We note an important difference between this concept and the more common usage of the term vQTL to describe any difference in detected statistical variance between genotypes. Often, statistical scans for vQTL effects are conducted to find genetic variants that produce differential variance secondary to a GxE interaction with a specific environmental factor (i.e., the vQTL is a statistical consequence of an underlying functional GxE).25 In contrast, “true” vQTLs have a direct effect on the variability of the phenotype. The relevance of such variants will depend on the research question; detection of a true vQTL might be helpful in predicting an individual’s response to a change in any arbitrary exposure but without adding mechanistic insight into relevant biological pathways for that specific exposure.
Example
Domingue and colleagues describe this scenario as a scaling model.26 Using the UK Biobank dataset, they find a set of genetic variants that associate more strongly with BMI in individuals born later in time. They proceed to show evidence that these variants may confer a general sensitivity to environmental influences (and thus a greater BMI variability) rather than a birth year-specific modifying effect.
Related phenomena
The concept of a “phenotypic capacitor” has been invoked to describe a true vQTL that buffers the effects of cryptic genetic variation, rather than environmental variation. In such a case, the genetic variant would be expected to associate more strongly with phenotypic variance in dizygotic as compared to monozygotic twins due to greater cryptic genetic variation.27 Other, similar non-specific interaction effects have also been described. For example, quantile-specific heritability is a phenomenon in which genetic effects on a phenotype differ across that phenotype’s distribution.28,29 Such quantile-specific genetic effects will produce a “non-specific” GxE, i.e., lead to identification of an additive interaction in standard statistical model, for any exposure having a substantial main effect on the outcome (and thus shifting the location of that phenotype within its distribution).

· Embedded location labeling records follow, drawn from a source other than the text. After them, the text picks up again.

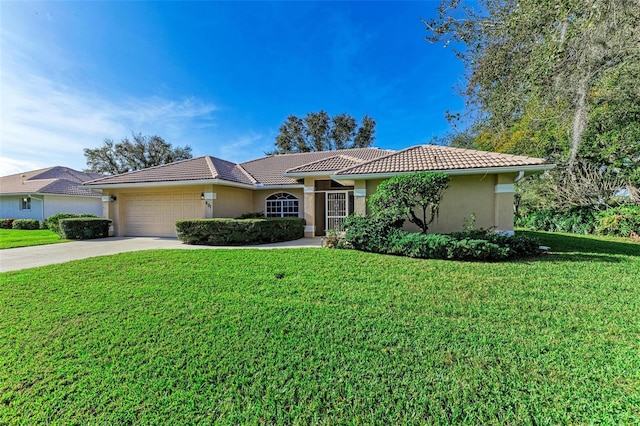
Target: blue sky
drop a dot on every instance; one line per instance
(218, 76)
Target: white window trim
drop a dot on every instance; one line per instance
(25, 201)
(279, 201)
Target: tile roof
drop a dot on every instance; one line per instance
(270, 170)
(52, 180)
(337, 162)
(434, 157)
(200, 168)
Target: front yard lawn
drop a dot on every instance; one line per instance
(11, 238)
(313, 336)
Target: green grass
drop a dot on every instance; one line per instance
(11, 238)
(310, 336)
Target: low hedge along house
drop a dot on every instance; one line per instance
(321, 187)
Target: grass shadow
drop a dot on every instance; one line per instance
(584, 247)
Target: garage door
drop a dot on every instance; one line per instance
(155, 214)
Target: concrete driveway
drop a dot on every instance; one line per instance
(30, 257)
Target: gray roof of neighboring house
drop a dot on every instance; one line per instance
(284, 169)
(434, 158)
(200, 168)
(56, 180)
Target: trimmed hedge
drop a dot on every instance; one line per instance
(373, 235)
(577, 220)
(53, 222)
(218, 232)
(26, 224)
(622, 221)
(84, 228)
(6, 223)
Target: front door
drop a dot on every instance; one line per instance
(337, 208)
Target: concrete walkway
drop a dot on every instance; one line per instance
(30, 257)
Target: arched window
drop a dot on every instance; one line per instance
(282, 204)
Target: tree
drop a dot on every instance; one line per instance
(317, 131)
(526, 54)
(128, 155)
(399, 197)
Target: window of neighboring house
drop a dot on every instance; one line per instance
(25, 203)
(282, 204)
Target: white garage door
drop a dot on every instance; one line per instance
(155, 214)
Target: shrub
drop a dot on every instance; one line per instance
(239, 231)
(53, 222)
(84, 228)
(397, 198)
(371, 234)
(622, 221)
(6, 223)
(29, 224)
(578, 220)
(368, 233)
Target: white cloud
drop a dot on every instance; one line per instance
(43, 123)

Phenomenon 5. Heterogeneous exposure measurement
Description
Measurement error in E decreases the estimated magnitude of a true association with Y. So, if G associates with the precision of E measurement, then any nonzero E-Y association will appear stronger in the genotype group with better measurement, inducing a statistical GxE (Figure 5). Importantly, this issue arises most clearly when G associates with the degree of noise in measurement; a G-associated directional bias may or may not manifest as a GxE depending on its nature.
Example
There are many examples of genotype-associated differences in the measurement of biological factors. Studies investigating vitamin D-binding protein (DBP) have established that the chemistry of some immunoassays leads to bias in DBP measurement.30 In another example, self-reported race- and ethnicity-associated differences in skin pigmentation (related to underlying genetic factors) have been shown to lead to differential pulse oximeter performance in measuring blood oxygen saturation.31 Meanwhile, genetic influences on self-report-related quantities such as questionnaire missingness have also been described,32 with implications for differential measurement error.
Related phenomena
For some outcomes of interest, there may be floor or ceiling effects that affect measurement of Y, such as a measurement tool that maxes out at some value. Here, a strong genetic main effect could indirectly increase measurement error by pushing the mean of Y to more extreme values.33,34 Additionally, this phenomenon can be relevant even when measurement of a (non-E) covariate depends on G. It has been recognized that confounder adjustment in interaction models often requires inclusion of G-by-confounder terms, not just their main effects.35 Genotype-associated measurement error in a confounder can affect the “quality” of this adjustment and thus E effect estimates across genotype groups, as has been previously observed in epidemiological models of main effects.36,37
Another related phenomenon combines this measurement concern with the prior discussion of G-E correlation. As observed by Dubridge and Fletcher, spurious GxEs can appear when there is both (1) dependence between a causal genetic variant and the exposure and (2) a non-causal tag variant in imperfect linkage disequilibrium with the causal variant.38 In this case, the interaction appears due to a combination of G-E correlation and measurement error in the genotype.
Recommendations
Given the outlined phenomena, are GxEs “real”? Clearly yes, in the sense that the observed association of G and Y depends on levels of E, and vice versa. However, in some cases the GxE is merely a model- or measurement-related statistical inevitability, without an underlying biological mechanism. For example, phenomenon 5 will be spurious in almost all cases, as measurement error is a practical issue that will rarely be a direct component of biological hypotheses. In contrast, phenomena 1 and 4 are both fundamentally driven by biological processes, with genotypes mechanistically modifying the relationship between the outcome and a specific exposure (phenomenon 1) or all associated exposures (phenomenon 4). Phenomena 2 and 3 represent a middle ground in that they may be considered spurious in a study focused on biological mechanisms, but important for clinical prediction models.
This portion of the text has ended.